As a child, I always had a journal. It was the sacred space I craved to be in all the time. I was very connected to my emotions and expressed them through writing. As I got older, I noticed that I embodied the grace of a nurturing leader. With this inner knowing, I knew I wanted a job that involved teaching, helping, guiding, inspiring, leading…
One morning I, amongst 8 others, arrived to our yoga class, rolled out our mats and waited. The teacher didn’t show up. Warmth filled my face and chest. I was “nudged” to teach the class.

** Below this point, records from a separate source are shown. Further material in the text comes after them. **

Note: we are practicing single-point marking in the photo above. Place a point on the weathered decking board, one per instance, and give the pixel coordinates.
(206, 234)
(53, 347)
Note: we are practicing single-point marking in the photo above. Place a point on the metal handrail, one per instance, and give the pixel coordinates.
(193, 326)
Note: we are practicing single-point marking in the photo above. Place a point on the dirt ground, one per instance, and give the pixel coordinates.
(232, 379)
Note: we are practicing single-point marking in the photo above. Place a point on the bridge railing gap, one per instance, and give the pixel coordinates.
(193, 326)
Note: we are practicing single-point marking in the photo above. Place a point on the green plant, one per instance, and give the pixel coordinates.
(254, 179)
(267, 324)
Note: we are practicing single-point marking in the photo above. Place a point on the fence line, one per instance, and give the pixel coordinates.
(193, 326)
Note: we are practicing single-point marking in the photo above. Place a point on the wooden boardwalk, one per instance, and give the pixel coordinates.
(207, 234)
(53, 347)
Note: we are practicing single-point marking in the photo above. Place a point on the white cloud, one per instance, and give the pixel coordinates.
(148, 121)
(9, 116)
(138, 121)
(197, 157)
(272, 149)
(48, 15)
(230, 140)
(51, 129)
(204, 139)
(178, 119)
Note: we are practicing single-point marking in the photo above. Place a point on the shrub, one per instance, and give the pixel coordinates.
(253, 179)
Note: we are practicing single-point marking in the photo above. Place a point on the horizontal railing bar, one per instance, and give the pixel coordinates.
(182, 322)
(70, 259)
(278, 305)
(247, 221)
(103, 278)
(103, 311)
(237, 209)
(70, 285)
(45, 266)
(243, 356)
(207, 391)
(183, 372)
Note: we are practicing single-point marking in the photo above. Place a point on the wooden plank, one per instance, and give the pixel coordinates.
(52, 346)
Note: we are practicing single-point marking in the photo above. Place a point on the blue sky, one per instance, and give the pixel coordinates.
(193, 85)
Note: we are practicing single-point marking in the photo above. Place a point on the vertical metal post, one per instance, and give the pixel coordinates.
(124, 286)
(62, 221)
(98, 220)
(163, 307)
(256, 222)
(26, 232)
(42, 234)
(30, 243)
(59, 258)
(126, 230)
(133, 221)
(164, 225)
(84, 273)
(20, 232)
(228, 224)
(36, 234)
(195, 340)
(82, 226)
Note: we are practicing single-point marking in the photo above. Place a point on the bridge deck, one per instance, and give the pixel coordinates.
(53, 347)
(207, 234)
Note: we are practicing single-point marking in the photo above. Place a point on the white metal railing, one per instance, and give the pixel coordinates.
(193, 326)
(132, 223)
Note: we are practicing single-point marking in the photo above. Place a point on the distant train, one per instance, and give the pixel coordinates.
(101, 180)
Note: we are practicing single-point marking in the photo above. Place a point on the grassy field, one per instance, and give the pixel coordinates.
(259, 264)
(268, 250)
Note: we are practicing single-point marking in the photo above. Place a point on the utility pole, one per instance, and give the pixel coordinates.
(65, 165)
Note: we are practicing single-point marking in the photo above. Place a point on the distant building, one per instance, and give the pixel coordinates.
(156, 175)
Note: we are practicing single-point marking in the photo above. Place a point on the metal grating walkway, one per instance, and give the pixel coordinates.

I was a novice, but for a non-trained yoga teacher, I did pretty well.
I remember calling my mom afterwards and telling her all about it, “Ma, omg, I taught my first yoga class…the teacher didn’t show…I just had to teach…I loved it…it won’t be the last time” As always, supportive and encouraging, she told me to look into teaching yoga.

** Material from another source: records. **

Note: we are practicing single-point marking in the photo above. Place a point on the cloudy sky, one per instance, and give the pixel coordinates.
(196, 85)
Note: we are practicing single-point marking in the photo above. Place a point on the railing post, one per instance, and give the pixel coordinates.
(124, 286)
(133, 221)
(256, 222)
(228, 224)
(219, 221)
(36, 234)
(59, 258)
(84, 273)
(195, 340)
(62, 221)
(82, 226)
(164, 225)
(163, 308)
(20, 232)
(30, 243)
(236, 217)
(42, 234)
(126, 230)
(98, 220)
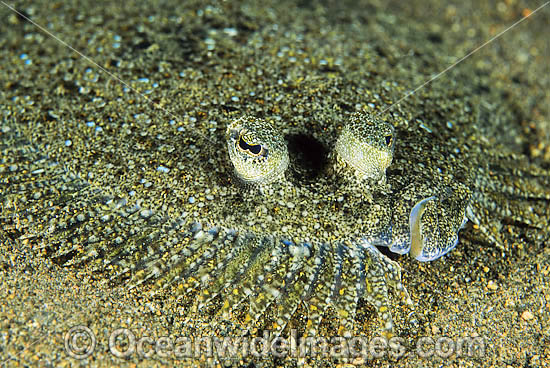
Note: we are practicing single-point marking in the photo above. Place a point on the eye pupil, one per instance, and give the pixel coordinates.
(255, 149)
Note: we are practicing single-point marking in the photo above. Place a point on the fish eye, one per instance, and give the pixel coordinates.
(249, 140)
(365, 147)
(254, 149)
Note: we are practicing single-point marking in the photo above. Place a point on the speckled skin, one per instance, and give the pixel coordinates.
(365, 146)
(258, 152)
(308, 240)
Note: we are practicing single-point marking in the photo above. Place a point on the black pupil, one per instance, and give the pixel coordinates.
(255, 149)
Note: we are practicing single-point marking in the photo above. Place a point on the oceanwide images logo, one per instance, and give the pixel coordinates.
(80, 343)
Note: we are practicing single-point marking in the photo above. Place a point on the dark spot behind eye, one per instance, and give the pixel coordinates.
(255, 149)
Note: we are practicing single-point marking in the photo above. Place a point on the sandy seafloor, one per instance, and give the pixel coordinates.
(475, 291)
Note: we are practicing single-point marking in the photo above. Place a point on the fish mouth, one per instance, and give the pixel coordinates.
(428, 246)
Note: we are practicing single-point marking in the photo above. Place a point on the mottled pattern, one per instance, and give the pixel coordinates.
(365, 145)
(89, 177)
(257, 150)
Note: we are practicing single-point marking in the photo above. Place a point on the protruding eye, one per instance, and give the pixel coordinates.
(257, 150)
(365, 146)
(254, 149)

And this is when the love of teaching ascended. I knew I loved teaching, but the only teaching careers I understood, was school teaching. I was never certain that being a school teacher would fulfill me, so I chose hairdressing.

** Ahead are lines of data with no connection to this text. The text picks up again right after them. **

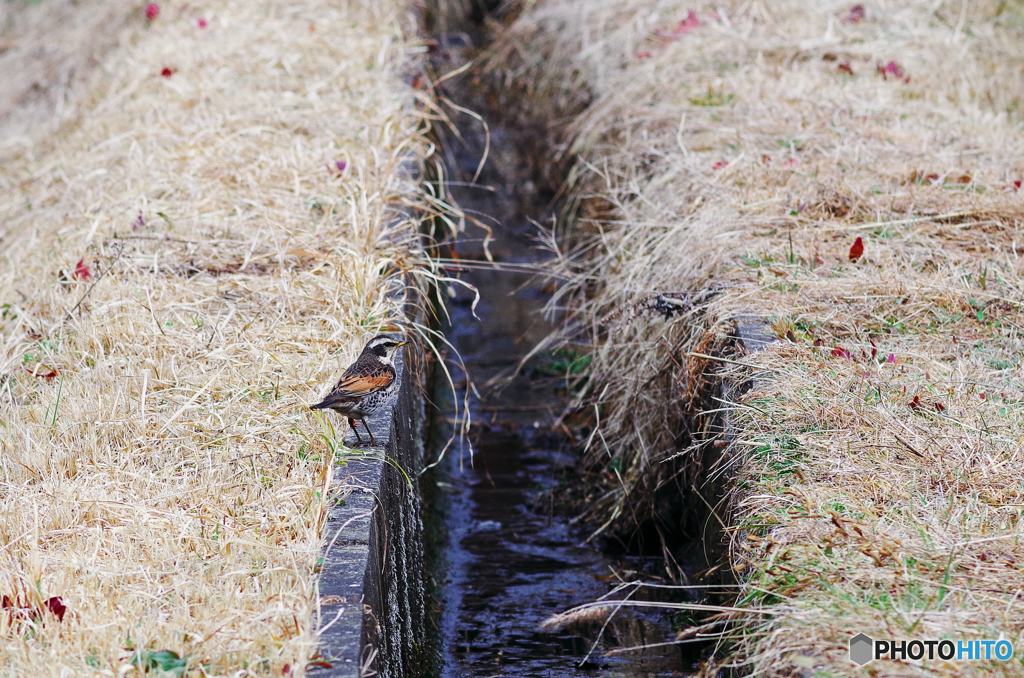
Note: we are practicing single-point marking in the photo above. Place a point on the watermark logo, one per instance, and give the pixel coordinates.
(863, 648)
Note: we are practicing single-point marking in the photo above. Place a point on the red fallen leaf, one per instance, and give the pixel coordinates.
(42, 372)
(855, 15)
(82, 270)
(857, 249)
(892, 69)
(56, 606)
(321, 664)
(839, 351)
(53, 604)
(691, 22)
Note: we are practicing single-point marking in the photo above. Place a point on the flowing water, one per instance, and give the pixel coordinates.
(507, 558)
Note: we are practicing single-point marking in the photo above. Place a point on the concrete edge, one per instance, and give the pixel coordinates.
(371, 585)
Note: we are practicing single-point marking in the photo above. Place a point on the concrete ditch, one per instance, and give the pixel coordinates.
(371, 586)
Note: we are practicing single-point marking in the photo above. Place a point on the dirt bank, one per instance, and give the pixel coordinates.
(190, 256)
(849, 174)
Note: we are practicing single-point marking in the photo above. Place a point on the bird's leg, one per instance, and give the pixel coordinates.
(351, 425)
(372, 440)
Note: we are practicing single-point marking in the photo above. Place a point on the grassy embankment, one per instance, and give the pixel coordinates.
(197, 237)
(734, 158)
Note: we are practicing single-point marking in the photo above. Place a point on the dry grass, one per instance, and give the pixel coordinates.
(731, 166)
(161, 472)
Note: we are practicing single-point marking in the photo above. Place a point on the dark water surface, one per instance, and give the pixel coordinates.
(508, 559)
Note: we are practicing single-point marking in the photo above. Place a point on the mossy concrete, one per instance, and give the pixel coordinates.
(373, 616)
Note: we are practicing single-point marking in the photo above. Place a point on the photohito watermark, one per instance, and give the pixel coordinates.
(863, 648)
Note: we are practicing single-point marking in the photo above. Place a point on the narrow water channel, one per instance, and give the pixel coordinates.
(507, 558)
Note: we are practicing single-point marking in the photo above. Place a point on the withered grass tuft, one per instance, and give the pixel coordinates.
(725, 164)
(190, 256)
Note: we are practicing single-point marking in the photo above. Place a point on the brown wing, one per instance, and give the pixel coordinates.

I loved playing it safe, so I always made choices that were in my comfort zone. It felt safe and good enough.
“There comes a point in time when you just have to go with the flow and embrace what you were meant to do…and hope for the best.”
I have revisited these words many times over and in the last several months. The calling to step into my medicine has become stronger. When I dampen my flame, I not only hurt myself, but everyone else. When I am in my light, I know I am of service to the entire world, including myself. Why, though, do I forget to stay in my light and step into my medicine?
Maybe I’m conditioned to playing it safe, small, and staying in my comfort zone.
My words to you (and myself)
Beautiful soul, may you step into your medicine every single day. Shine out. There are many out there that are waiting for what you offer. You were born with such amazing gifts. Shine out. Don’t be afraid. You are loved, you are safe.